Questions and Answers
What is this for?
It’s for getting lots of data from one place to another, in a configurable way. Over time I found myself continuously writing functions that fetched data from somewhere, munged it, and then put it somewhere else. This is of course the classic ETL problem, and kETL is an attempt to make this systematic without getting into extremely complicated setups.
Why do I need to subclass everything?
kETL enforces a strict separation between the ETL phases, and it is engineered so that the output of one phase directly enters the input of the other. Thus, extractors are linked to transformers, which are themselves linked to loaders. Transformers and loaders in turn need to know something about the data that they are operating on. In the worked example included with the project, you can see that data available from the Census website has slightly different schemas depending on whether it’s three-way, four-way, etc. Accommodating the different data structures is up to the user; it is possible that it may be accommodated with a single transformer, or you may need to create separate transformer classes for different sorts of data.

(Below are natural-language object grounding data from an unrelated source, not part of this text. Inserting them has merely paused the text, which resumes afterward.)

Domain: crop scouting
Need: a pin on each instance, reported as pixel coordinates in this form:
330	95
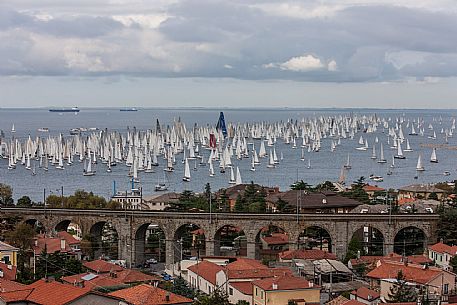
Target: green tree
6	194
24	201
354	248
453	263
217	297
447	226
281	205
22	236
301	185
400	292
433	196
181	287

Subclassing the different components and overriding default behaviors as needed can result in some inefficiencies of processing (for example, files might need to be traversed multiple times), but the benefit is simplicity of configuration and readability of code. Unless you’re dealing with scales at which this project would be inappropriate anyway, it seems like a small price to pay.
How should I organize my APIs, sources, and cached files?
It’s really up to you. I tend to designate sources as being the most specific URL that you can specify without getting to the actual file. All the files dwelling under that hierarchy become cached files. But it very much depends on the structure of the data you’re trying to fetch.
For APIs, I tend to favor organizing them by general data schema. So if I’m getting data from the Census Bureau and all the Business Dynamics data can fit under a common framework, that’s an API. If I need to get some other dataset from the Census that has a very different schema, I would subclass API again and set it up separately.
How should I organize my extractors and transformers?
The answer to this question largely depends on the structure of the data you are trying to process. If all of your data is tabular and all you want to do is to turn it into something that can be ingested by a database, you can have multiple extractors feed one transformer that will do the job. If, on the other hand, the data is more complex, such as a JSON file that may contain a number of different datasets, you could do the reverse and have one extractor feed multiple transformers. It all depends on the data structure and kETL is entirely agnostic to this.